South Korea is now the world's 4th largest arms exporter. Most people still think Korea exports cars and phones.

When Russia invaded Ukraine in 2022, European countries panicked. They needed weapons fast. Germany had to retool. France was slow. Then Poland made a move nobody saw coming. They signed a $13.7 billion contract with South Korea. K2 tanks. K9 howitzers. FA-50 fighter jets. Delivery starting within months, not years.
In 2023, South Korea exported $14 billion in arms — the highest in the country's history. Hanwha Aerospace's K9 self-propelled howitzer is now in service or contracted with nine countries: Poland, Turkey, India, Finland, Norway, Estonia, Australia, Egypt, Romania.
Australia chose Hanwha over Rheinmetall for its $4.5 billion armored vehicle program. Saudi Arabia bought K9s. Hyundai Rotem is exporting K2 tanks.

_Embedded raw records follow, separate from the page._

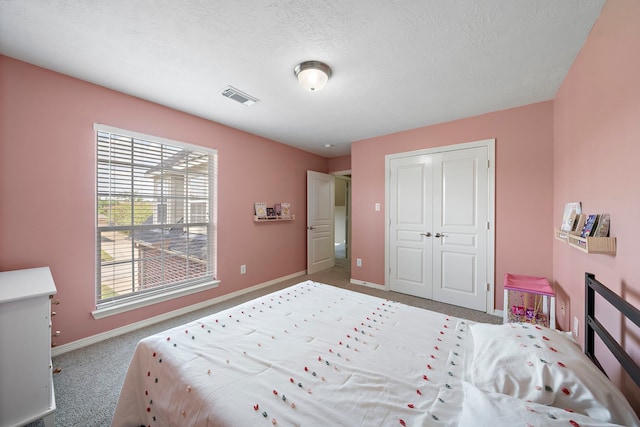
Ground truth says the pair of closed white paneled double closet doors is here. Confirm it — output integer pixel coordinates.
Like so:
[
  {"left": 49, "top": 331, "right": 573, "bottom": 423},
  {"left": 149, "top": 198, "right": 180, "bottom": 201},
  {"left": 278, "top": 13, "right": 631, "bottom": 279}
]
[{"left": 387, "top": 144, "right": 493, "bottom": 311}]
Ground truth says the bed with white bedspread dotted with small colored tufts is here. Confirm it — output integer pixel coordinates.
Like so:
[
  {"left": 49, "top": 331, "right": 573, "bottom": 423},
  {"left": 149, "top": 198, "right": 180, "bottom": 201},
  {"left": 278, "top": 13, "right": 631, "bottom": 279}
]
[{"left": 112, "top": 281, "right": 640, "bottom": 427}]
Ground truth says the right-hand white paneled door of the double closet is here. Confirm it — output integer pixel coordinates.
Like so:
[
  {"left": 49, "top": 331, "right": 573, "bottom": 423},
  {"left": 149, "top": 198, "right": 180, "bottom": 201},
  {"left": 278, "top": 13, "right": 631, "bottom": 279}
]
[{"left": 432, "top": 147, "right": 488, "bottom": 311}]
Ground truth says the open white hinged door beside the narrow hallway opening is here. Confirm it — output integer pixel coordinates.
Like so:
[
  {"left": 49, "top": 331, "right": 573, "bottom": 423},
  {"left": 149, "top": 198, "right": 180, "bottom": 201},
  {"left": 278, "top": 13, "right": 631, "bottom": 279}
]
[{"left": 307, "top": 171, "right": 336, "bottom": 274}]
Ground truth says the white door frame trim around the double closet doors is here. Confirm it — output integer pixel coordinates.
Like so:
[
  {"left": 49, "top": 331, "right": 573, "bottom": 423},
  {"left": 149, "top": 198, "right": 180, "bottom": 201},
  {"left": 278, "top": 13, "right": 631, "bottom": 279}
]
[{"left": 384, "top": 139, "right": 496, "bottom": 314}]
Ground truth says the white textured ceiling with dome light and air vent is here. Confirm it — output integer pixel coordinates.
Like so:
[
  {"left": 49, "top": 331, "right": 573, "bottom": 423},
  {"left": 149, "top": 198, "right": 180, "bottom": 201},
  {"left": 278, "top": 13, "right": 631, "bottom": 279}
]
[{"left": 0, "top": 0, "right": 605, "bottom": 157}]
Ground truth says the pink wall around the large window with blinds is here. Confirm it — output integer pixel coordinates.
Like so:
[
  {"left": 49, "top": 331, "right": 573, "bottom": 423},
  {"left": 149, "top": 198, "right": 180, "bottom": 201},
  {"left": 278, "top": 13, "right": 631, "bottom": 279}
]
[{"left": 0, "top": 56, "right": 328, "bottom": 344}]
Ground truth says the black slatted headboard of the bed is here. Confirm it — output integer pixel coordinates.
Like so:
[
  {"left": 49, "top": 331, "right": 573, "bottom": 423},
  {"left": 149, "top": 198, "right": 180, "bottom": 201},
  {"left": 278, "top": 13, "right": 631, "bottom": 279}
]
[{"left": 584, "top": 273, "right": 640, "bottom": 386}]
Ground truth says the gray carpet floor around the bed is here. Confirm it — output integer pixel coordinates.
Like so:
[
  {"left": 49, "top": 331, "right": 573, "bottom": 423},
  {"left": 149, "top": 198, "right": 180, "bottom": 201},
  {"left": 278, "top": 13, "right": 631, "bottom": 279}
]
[{"left": 46, "top": 259, "right": 502, "bottom": 427}]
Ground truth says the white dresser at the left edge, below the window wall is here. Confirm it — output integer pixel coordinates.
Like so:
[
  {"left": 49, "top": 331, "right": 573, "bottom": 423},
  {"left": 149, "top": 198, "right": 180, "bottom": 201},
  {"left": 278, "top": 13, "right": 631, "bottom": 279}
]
[{"left": 0, "top": 267, "right": 56, "bottom": 427}]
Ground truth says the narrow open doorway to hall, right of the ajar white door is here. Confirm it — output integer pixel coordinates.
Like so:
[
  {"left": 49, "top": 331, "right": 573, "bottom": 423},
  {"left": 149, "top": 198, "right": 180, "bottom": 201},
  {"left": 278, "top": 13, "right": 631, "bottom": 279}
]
[{"left": 334, "top": 175, "right": 351, "bottom": 267}]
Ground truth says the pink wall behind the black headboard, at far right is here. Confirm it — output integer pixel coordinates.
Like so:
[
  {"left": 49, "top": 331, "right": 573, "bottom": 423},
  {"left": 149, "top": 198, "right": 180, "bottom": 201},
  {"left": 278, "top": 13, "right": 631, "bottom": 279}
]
[{"left": 553, "top": 0, "right": 640, "bottom": 411}]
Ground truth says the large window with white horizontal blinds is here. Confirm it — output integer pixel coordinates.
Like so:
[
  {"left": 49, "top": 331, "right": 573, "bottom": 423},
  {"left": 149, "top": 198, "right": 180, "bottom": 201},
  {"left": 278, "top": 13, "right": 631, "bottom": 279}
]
[{"left": 94, "top": 124, "right": 217, "bottom": 318}]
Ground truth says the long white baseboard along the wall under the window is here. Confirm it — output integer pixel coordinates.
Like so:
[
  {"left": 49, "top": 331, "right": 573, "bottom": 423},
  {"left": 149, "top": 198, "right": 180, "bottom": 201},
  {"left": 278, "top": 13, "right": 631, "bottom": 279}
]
[{"left": 51, "top": 271, "right": 307, "bottom": 357}]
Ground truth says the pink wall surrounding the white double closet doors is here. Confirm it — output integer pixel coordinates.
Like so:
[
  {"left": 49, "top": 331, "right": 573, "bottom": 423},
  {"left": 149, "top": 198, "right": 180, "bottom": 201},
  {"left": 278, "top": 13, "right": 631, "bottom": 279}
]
[{"left": 351, "top": 101, "right": 553, "bottom": 309}]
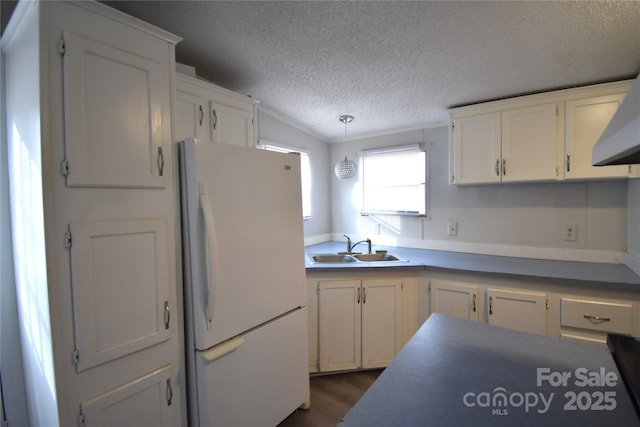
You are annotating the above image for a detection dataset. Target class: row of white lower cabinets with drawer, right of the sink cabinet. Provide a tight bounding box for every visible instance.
[416,270,640,345]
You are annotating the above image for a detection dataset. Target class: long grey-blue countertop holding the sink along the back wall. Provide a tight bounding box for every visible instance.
[305,242,640,291]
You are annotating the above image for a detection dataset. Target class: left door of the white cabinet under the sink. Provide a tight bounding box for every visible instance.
[318,280,362,371]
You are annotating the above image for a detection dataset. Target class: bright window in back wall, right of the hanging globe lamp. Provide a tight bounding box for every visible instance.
[362,144,427,216]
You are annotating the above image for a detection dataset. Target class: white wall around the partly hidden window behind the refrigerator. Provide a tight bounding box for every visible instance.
[258,109,331,245]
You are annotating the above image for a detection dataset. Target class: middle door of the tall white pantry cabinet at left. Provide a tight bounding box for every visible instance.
[70,219,170,371]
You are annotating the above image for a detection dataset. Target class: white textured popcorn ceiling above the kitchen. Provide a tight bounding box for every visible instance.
[38,1,640,141]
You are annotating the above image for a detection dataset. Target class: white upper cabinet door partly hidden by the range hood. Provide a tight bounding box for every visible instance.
[565,94,629,179]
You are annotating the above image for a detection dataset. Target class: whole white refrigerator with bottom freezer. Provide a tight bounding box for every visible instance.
[179,139,309,427]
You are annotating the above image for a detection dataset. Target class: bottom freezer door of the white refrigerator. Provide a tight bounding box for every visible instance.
[192,307,309,427]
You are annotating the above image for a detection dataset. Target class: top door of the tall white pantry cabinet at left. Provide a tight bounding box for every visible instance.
[63,32,168,188]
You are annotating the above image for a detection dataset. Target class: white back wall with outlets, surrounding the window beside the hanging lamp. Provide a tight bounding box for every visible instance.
[331,126,637,262]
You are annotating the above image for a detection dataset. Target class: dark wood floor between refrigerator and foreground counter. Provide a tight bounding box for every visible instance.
[278,369,382,427]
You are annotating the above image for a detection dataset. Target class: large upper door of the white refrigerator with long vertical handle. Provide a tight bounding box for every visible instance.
[180,140,306,350]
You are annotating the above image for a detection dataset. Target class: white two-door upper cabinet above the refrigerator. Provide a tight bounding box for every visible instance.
[175,74,257,147]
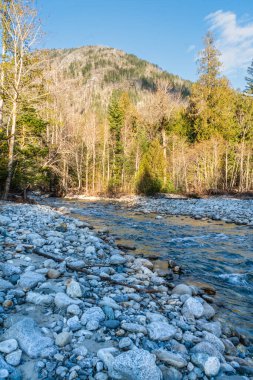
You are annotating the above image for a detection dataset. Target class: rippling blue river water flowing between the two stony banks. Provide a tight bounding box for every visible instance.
[42,199,253,336]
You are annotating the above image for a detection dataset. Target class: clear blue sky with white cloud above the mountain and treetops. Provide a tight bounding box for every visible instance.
[36,0,253,89]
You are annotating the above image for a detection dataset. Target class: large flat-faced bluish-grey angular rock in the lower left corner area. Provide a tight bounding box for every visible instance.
[4,317,53,358]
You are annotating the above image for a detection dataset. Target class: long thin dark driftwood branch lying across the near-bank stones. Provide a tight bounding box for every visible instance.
[33,249,161,294]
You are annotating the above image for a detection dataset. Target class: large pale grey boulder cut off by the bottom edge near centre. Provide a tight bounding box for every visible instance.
[109,349,162,380]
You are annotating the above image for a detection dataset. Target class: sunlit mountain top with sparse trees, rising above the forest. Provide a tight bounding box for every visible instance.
[47,46,191,113]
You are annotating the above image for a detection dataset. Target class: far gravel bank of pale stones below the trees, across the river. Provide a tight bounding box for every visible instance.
[66,195,253,226]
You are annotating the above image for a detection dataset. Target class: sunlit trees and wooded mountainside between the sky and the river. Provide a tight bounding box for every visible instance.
[0,0,253,199]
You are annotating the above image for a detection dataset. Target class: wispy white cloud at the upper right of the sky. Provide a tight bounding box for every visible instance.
[206,10,253,76]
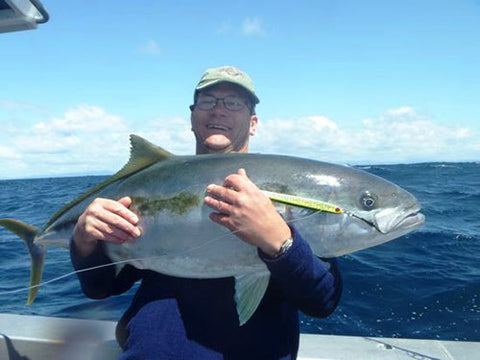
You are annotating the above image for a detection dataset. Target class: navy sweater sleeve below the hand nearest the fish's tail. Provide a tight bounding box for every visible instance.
[70,238,141,299]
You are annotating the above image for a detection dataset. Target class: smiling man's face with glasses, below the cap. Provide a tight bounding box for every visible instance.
[191,83,258,154]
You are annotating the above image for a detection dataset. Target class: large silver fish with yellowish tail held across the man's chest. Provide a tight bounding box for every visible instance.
[0,135,424,324]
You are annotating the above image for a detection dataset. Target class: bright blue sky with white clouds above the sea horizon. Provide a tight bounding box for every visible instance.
[0,0,480,179]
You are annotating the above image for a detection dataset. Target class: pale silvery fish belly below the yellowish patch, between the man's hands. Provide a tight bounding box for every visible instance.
[107,211,266,279]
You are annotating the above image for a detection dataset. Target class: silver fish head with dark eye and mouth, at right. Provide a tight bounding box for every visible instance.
[299,168,425,257]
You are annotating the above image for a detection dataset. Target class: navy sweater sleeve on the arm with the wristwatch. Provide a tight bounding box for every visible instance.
[259,228,342,317]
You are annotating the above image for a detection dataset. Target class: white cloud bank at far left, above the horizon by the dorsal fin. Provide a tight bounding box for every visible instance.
[0,105,128,178]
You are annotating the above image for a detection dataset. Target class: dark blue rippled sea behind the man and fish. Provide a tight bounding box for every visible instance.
[0,163,480,341]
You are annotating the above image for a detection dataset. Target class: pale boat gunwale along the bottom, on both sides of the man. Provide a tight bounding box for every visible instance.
[0,313,480,360]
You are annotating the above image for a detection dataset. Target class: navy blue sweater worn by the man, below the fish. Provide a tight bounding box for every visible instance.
[71,229,342,360]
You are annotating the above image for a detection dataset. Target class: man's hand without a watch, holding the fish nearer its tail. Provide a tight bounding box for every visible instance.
[73,196,142,257]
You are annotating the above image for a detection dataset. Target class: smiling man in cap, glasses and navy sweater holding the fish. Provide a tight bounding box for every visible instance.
[71,67,342,359]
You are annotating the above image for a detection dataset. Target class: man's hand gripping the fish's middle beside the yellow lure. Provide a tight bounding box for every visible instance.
[205,169,291,256]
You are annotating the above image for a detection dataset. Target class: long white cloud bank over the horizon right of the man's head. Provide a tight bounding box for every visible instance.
[251,107,480,163]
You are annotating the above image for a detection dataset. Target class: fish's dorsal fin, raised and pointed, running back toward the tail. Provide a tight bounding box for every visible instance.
[45,134,174,228]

KAI's FA-50 is becoming the default light combat jet for nations that can't afford F-35s.
Korea's edge isn't just price. It's industrial speed. European defense companies take 5 to 7 years to deliver. Korean firms ship in 18 months. The Polish K2 deal proved Korean industry can deliver at scale during an active war.
The Korean government's target is to become the world's 4th largest arms exporter by 2027 — overtaking Russia. They're already 87% of the way there.
The country that built the world's fastest manufacturing economy is now building the world's fastest defense industry. Same playbook. Different industry.